22 luglio – 15 ottobre 1919. Con le premesse di cui sopra, inizia l’estate in montagna di Elizabeth. Lasciandosi alle spalle un’Inghilterra ancora ferita dagli orrori della Grande Guerra, giunge sui monti della Svizzera di lingua francese. Ad accoglierla trova il suo chalet che si affaccia sulla vallata, i coniugi Antoine (i due tuttofare che hanno custodito l'abitazione in sua assenza) e lunghe distese di prati verdeggianti ricchi di fiori. Nient’altro, nessun’altra anima viva che possa farle compagnia in questo periodo di villeggiatura.
Del resto Elizabeth è ritornata nella casa che non visitava da cinque lunghi anni non per riportare in auge i lustri dei primi anni del Novecento, durante i quali le feste organizzate nello chalet e le sessioni di sci di fondo erano famose nella sua cerchia di amici. Il suo viaggio in Svizzera è stato compiuto per un solo motivo:
Voglio dimenticare. Non voglio dover ricordare. È la mia unica possibilità di salvezza, la mia unica speranza di fuga. Dimenticare, dimenticare finché non riavrò indietro la mia anima sana e salva, finalmente mia e non più semidistrutta.
In Un’estate in montagna Elizabeth Von Arnim torna alla scrittura di un diario, dopo Il giardino di Elizabeth. Stesso nome per la protagonista (che, ancora una volta, insinua il dubbio della veste autobiografica di molti passaggi), ma diverso intento nell’esigenza della scrittura del diario. Questa Elizabeth, infatti, non affida al suo amico di penna i resoconti delle sue giornate per puro diletto cronachistico, ma lo fa per una ragione psicologica più profonda:
Scrivere mi è di conforto. Per qualche strana ragione, scrivere fa sentire meno soli. Eppure doversi guardare allo specchio per avere compagnia non significa forse aver toccato il fondo della solitudine?

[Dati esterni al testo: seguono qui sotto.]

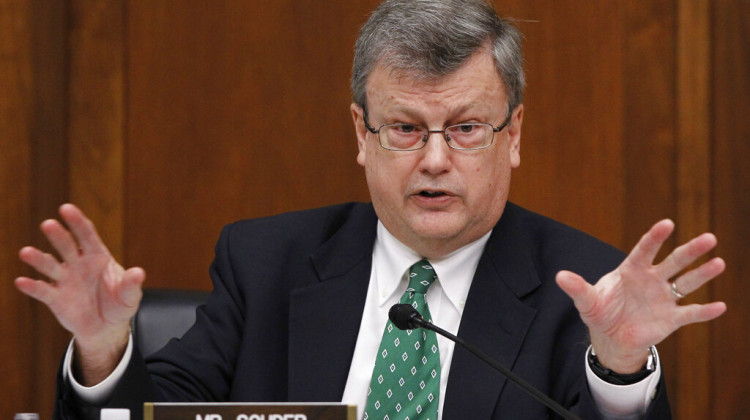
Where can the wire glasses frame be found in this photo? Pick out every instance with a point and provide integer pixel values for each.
(458, 131)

Che la Von Arnim abbia questa volta impostato un libro più malinconico e triste rispetto ai testi frizzanti a cui ci ha abituato? Nella prima metà del libro, in effetti, sembra così e nelle giornate sempre uguali della donna sono i suoi tristi pensieri a dominare le pagine, in un circolo vizioso di rimpianti e ricordi che non accenna a diminuire col passare del tempo. Non viene mai detto chiaramente, ma dietro l’ombra della vita di Elizabeth si celano sicuramente i lutti causati dal recente conflitto, che ha modificato per sempre le sorti dell’umanità.
Tutto sembra continuare in un lento incedere di giornate sempre uguali, se non fosse che la genialità narrativa della Von Arnim preme sulla storia ed emerge in tutta la sua ironia dirompente non appena Elizabeth si imbatte in Dolly e Terry, due sorelle vedove di mezza età che hanno smarrito la via del ritorno al paese più vicino da cui erano scappate per il caldo insopportabile: la fantasiosa inventiva dell’autrice ha fatto sì che, quelle che dovevano essere due ospiti di passaggio, rimanessero con Elizabeth fino alla fine della sua villeggiatura. Senza svelare più di tanto sulla storia, accenno solo che questa permanenza è legata strettamente alla passione per gli uomini tedeschi (e lascio immaginare lo sconcerto per la cosa in un periodo post bellico!), a letture a voce alta di prolissi testi storici, a continue e ossessive formule di ringraziamento e a uno zio decano che perde la testa di fronte alla bellezza di una donna. Un mix divertente e leggero che, è vero, non contribuisce alla realizzazione di una trama di livello o articolata. Tuttavia Elizabeth Von Arnim non si legge (esclusivamente) per le sue storie, ma (soprattutto) per i suoi commenti piccati, le ironie sulla società, l’anticonformismo rispetto alle norme vigenti, a tal punto marcati da far esclamare alla sua protagonista che
Credo che a noi donne non faccia bene stare rinchiuse insieme troppo a lungo senza un uomo.
o dichiarare apertamente che
Sono stata testimone di come la consapevolezza di indossare calze di seta da parte di una donna abituata alla lana abbia portato dispotismo laddove prima c’era sottomissione.
Con Un’estate in montagna siamo ancora una volta soddisfatti nelle nostre aspettative: mai un libro della Von Armin tradirà i nostri bisogni di sorrisi e atmosfere storiche raccontate fedelmente.